FORT PORTAL, Uganda, April 1, 2000 (Reuters) - Uganda Christian Doomsday cult leader Joseph Kibwetere told followers to come and see Jesus at Kanungu, days before the fire there in which around 500 members died, a villager said on Saturday.
Aida Kaguza told reporters that her neighbour John Katebalirwe, a prominent cult member, told her that Kibwetere had written to all leaders urging the faithful to go to Kanungu, the sect's headquarters in southwestern Uganda.
"When they were leaving we tried to ask where they were going and they said they were going to pray at Kanungu," said Kaguza of Sweswe village near Fort Portal, about 100 km (60 miles) west of the capital Kampala.
"They had been called by a letter that their leader (Kibwetere) had received a vision from God that they would go and see Jesus," she said, adding:
"I don't know if those who went from here were burned or murdered. All I know is that they have not come back."
As police searched on Saturday for more victims of the sect, a local police official said three of its leaders had been briefly detained in 1998 for promoting "poverty."
He was speaking as one of several police teams involved in the investigation searched Katebalirwe's home.
The police had been helped in their search of various mass-grave sites by prisoners working bare-foot and by hired labourers. On Saturday, however, Commissioner of Prisons Joseph Etima was quoted as saying that the prisoners were being stood down until they could be provided with protective clothing.
The Ugandan government says evidence found so far suggests that failed politician Kibwetere's Movement for the Restoration of the Ten Commandments of God murdered nearly 1,000 people, many of them children.
Sect leaders apparently began killing members, who had been urged to give their worldly goods to the cause, after they started demanding their money back when the world failed to end last December 31 as predicted.
Around 500 people were found burned to death at Kanungu on March 17.
Since then police have discovered another 389 bodies, mostly women and children, in mass graves at Rugazi, Rushojwa and Buhunga, all in the southwest, close to the border with the Democratic Republic of the Congo and Rwanda.
The cult found ready support in a poor country ravaged by AIDS and with a history of fanatical religious sects. The most famous of these was Alice Lakwena's Holy Spirit Movement which led hundreds of its followers to death believing magic oil would protect them against government bullets.
Police said on Friday they would stop digging for bodies until reinforcements arrived, and appealed for international help to carry on the probe.
They said they would concentrate on checking suspected sites and guarding them until they could decide on how to proceed.
The announcement followed the discovery of a fourth suspected mass grave in a cult member's house at Kanungu.
"We wanted to compare the queries with what they found in the registers at Kanungu. There have been several responses countrywide," Naigambi said.

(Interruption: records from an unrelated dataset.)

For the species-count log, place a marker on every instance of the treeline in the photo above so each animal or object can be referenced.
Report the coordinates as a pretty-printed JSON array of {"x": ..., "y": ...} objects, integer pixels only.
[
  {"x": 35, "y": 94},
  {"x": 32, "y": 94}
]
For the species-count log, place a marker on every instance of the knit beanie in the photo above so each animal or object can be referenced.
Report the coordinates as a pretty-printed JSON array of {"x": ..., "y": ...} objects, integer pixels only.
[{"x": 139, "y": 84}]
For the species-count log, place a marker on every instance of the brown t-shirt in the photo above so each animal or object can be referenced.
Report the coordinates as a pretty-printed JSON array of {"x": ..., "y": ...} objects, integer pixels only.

"We think these people knew specifically where their relatives were going. It would give us an indication whether we have to search more or not."
The Ugandan government is to hold an inter-denominational prayer service at Kanungu on Sunday which will be attended by Vice-President Speciosa Kazibwe.
Associates have described Kibwetere, a self-styled prophet who claimed to talk directly to Jesus, as a violent man prone to seizures. He was briefly detained in a mental institution for manic depression in 1998.
He is said to have fallen under the influence of Gredonia Mwerinda, a former prostitute who claimed she talked to the Virgin Mary.
The pair were assisted by "Father" Dominic Kataribabo, a former Catholic priest with a master's degree in theology and a reputation as a studious and religious man.